(Alausí) Rescuers are continuing their operations Tuesday in southwestern Ecuador to try to find victims the day after the landslide that left seven dead and 64 missing according to a latest report, AFP noted.

Accompanied by sniffer dogs, groups of rescuers and residents search the rubble in the hope of finding survivors after a huge mountain slab broke off overnight from Sunday to Monday in Alausi, Chimborazo province , some 300 km south of Quito.

According to the latest official report, the landslide left seven dead, 23 injured, 64 missing and 163 houses affected by the mudslide, which fell on a peripheral district clinging to the mountainside.

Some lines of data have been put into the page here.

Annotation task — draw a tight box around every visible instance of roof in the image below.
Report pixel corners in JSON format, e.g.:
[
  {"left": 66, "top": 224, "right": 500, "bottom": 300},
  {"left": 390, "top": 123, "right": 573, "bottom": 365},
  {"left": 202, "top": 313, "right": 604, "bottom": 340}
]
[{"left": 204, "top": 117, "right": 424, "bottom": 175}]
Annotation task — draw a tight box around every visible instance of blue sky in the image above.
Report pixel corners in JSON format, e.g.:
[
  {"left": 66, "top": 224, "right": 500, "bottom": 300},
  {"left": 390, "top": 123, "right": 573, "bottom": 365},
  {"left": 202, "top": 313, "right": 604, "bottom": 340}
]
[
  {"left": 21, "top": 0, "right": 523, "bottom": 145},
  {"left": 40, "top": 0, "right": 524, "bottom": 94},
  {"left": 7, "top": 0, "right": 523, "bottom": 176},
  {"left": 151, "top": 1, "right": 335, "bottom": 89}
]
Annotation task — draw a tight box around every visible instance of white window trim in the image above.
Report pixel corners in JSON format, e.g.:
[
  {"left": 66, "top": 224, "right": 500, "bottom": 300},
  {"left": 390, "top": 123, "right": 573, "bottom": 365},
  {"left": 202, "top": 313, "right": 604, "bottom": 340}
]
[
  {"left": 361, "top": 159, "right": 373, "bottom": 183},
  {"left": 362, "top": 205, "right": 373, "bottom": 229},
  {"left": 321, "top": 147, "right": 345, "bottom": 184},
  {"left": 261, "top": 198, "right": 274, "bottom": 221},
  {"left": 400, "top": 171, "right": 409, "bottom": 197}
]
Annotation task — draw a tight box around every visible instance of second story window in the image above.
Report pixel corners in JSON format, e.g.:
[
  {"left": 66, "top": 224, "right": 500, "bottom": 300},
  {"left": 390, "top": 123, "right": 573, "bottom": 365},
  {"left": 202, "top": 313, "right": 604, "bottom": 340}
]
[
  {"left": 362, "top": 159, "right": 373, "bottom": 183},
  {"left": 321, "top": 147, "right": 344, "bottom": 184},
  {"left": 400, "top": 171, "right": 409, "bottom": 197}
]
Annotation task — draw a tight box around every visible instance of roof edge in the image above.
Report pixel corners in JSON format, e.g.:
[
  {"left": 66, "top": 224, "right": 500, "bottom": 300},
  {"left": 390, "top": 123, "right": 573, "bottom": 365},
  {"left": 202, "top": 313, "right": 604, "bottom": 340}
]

There is an “accumulation of tons and tons of earth” which “makes it difficult for the victims to survive,” Fernando Yanza, one of the firefighters working at the site, told AFP.

The accumulated earth “takes away the little bit of oxygen and that’s the main problem” faced by people trapped under the flow, Yanza said after emerging from a four-meter-deep excavation without finding any sign of life.

“The more you dig, the more dangerous it is” because the ground is unstable, he added.

Arriving there on Monday evening, Ecuadorian President Guillermo Lasso was greeted with boos and shouts of hostility: “Out Lasso! “.

“I was able to see with my own eyes the search and rescue work carried out by the rescuers”, he commented on Twitter after meeting the local authorities, assuring that these operations would continue “as long as necessary”. .

In the disaster area, some 600 houses spared by the landslide were evacuated on the orders of the authorities.